L'information peut étonner: l'appartement pour une personne est devenu le style de foyer le plus répandu en Suisse depuis 1990. On en comptait 1,2 million en 2005, on en attend 1,6 million pour 2030, ce qui représenterait 41%. Pourquoi une telle croissance? Parce que le nombre de Suisses vivant seuls augmente sans cesse. La Suisse compte aujourd'hui 7,6 millions d'habitants, dont 42,6% sont célibataires, 5,4% veufs et 6,9% divorcés. De tels pourcentages entraînent une nette recrudescence des nombres de ménages à une personne: 710300 en 1980, 920300 en 1990, plus de 1,1 million en 2000.

«Il est erroné de voir là uniquement la conséquence d'une individualisation de la société, prévient Christina Schumacher, sociologue au département d'architecture de l'EPFZ. Aujourd'hui, les personnes qui vivent seules sont souvent veuves.» A cela s'ajoute la mobilité accrue de notre société actuelle. «Il arrive souvent que dans un couple chacun conserve son propre appartement pour répéter et privilégier les moments des retrouvailles.» Enfin, c'est aussi le mode de vie «single» qui a gagné en considération, selon Christina Schumacher: «Cette façon de vivre n'est plus ressentie comme déficitaire.»

Les Suisses n'hésitent plus à habiter seuls: les données de l'OFS le prouvent.

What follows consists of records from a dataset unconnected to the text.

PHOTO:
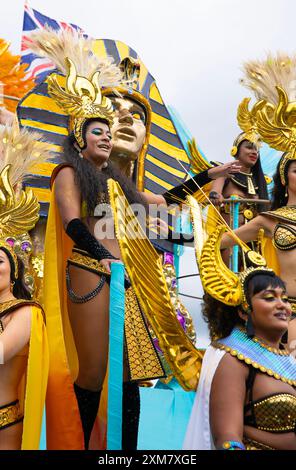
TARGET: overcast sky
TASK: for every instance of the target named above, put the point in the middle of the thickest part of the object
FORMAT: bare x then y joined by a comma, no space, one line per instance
193,48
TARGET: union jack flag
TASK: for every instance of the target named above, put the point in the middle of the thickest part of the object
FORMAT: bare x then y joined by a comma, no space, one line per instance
38,67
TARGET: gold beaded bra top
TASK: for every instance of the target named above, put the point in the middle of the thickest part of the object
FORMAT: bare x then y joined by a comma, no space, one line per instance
274,413
284,237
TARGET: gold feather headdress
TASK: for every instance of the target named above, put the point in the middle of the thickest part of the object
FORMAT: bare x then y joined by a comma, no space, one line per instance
20,150
86,73
279,130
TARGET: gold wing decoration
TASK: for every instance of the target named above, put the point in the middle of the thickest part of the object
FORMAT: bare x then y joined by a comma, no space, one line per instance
145,271
277,131
82,97
218,281
16,215
247,119
197,162
262,76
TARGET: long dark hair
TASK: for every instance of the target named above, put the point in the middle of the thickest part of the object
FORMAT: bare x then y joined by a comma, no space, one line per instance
279,198
259,179
93,182
222,319
19,290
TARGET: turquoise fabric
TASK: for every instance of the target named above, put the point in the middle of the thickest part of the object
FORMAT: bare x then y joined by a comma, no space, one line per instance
165,412
114,412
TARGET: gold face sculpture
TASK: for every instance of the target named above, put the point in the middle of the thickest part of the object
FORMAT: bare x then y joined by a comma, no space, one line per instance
129,129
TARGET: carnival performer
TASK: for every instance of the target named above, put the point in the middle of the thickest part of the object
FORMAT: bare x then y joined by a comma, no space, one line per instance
246,397
249,182
24,349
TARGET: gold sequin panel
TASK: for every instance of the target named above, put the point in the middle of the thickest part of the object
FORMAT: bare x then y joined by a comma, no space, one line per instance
250,444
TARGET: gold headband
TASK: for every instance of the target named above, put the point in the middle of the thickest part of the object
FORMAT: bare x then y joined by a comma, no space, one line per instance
81,99
218,280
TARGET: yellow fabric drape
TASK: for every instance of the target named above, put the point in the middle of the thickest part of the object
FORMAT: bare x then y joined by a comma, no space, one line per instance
64,430
35,382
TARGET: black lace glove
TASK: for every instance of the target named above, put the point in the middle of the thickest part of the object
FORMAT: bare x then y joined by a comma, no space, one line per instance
86,241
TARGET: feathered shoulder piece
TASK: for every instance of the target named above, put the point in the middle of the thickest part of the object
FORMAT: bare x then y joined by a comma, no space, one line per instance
57,45
262,76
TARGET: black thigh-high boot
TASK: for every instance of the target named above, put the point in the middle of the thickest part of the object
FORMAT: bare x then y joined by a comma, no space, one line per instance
130,415
88,404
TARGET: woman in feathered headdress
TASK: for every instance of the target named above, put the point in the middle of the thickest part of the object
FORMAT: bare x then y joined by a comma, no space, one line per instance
246,397
273,82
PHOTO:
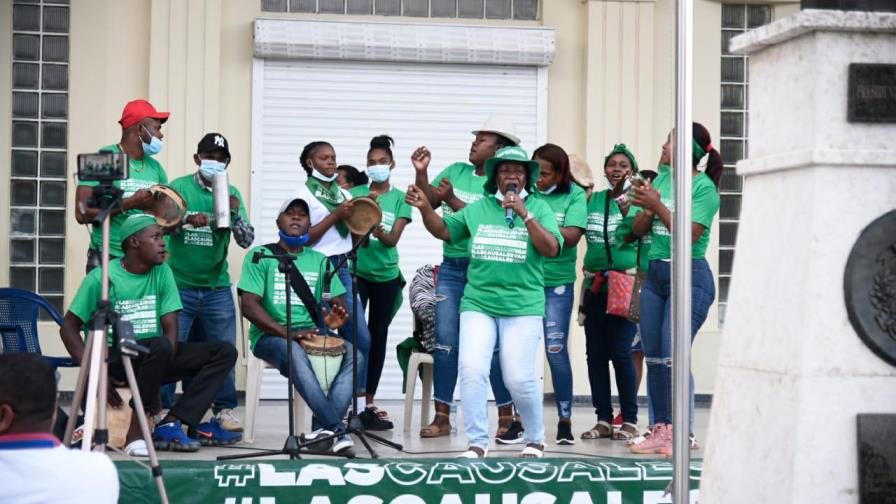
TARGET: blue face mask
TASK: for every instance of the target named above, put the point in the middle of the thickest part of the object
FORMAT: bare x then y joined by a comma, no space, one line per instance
294,241
209,167
320,176
154,146
379,173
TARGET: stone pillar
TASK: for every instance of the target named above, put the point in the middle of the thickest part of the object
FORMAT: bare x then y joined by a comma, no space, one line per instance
619,99
184,75
793,375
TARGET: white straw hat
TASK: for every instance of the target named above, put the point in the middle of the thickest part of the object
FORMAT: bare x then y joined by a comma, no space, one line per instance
501,125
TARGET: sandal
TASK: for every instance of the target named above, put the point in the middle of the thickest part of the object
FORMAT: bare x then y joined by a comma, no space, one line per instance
532,450
473,453
601,430
436,430
626,432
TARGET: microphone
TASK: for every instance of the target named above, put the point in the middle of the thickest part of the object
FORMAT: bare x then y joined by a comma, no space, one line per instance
508,212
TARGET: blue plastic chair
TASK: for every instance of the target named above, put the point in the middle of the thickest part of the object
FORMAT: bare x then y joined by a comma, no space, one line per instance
19,310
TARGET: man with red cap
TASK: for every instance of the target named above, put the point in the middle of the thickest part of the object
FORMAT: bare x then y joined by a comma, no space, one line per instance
141,139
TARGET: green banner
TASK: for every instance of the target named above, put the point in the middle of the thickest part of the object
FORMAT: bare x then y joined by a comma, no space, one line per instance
416,481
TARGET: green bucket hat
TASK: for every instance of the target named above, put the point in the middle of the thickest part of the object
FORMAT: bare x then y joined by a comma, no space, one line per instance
136,223
514,154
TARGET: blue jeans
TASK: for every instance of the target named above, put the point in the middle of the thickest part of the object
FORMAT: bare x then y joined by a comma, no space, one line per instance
449,291
518,339
347,331
208,315
656,328
608,338
558,310
328,408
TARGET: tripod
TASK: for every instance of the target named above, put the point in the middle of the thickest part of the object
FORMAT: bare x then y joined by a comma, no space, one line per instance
291,447
94,373
355,426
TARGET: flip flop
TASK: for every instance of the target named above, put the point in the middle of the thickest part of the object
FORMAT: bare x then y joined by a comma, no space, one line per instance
532,452
432,430
626,432
473,454
601,430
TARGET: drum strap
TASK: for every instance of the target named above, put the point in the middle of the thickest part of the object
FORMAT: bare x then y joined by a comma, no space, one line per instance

Si 8,5% de tous les ménages comptaient une personne en 1930, ce nombre est passé à 14,2% en 1960, puis à 36% en 2000. Facteurs avancés: le vieillissement global de la population; le pourcentage de divorces (16% en 1970; 49% en 2007); l'âge moyen lors du premier mariage qui, de 1980 à 2007, est passé de 27,5 à 31,2 ans chez les hommes et de 25 à 28,9 ans chez les femmes. A noter aussi que l'âge moyen de la mère à la naissance de son premier enfant est monté de 25,3 à 29,9 ans entre 1970 et 2007. Au regard de ces statistiques, il n'est pas étonnant d'apprendre que le «single roof» d'Altstätten (selon l'appellation de son promoteur Peter Frei) connaît un succès retentissant.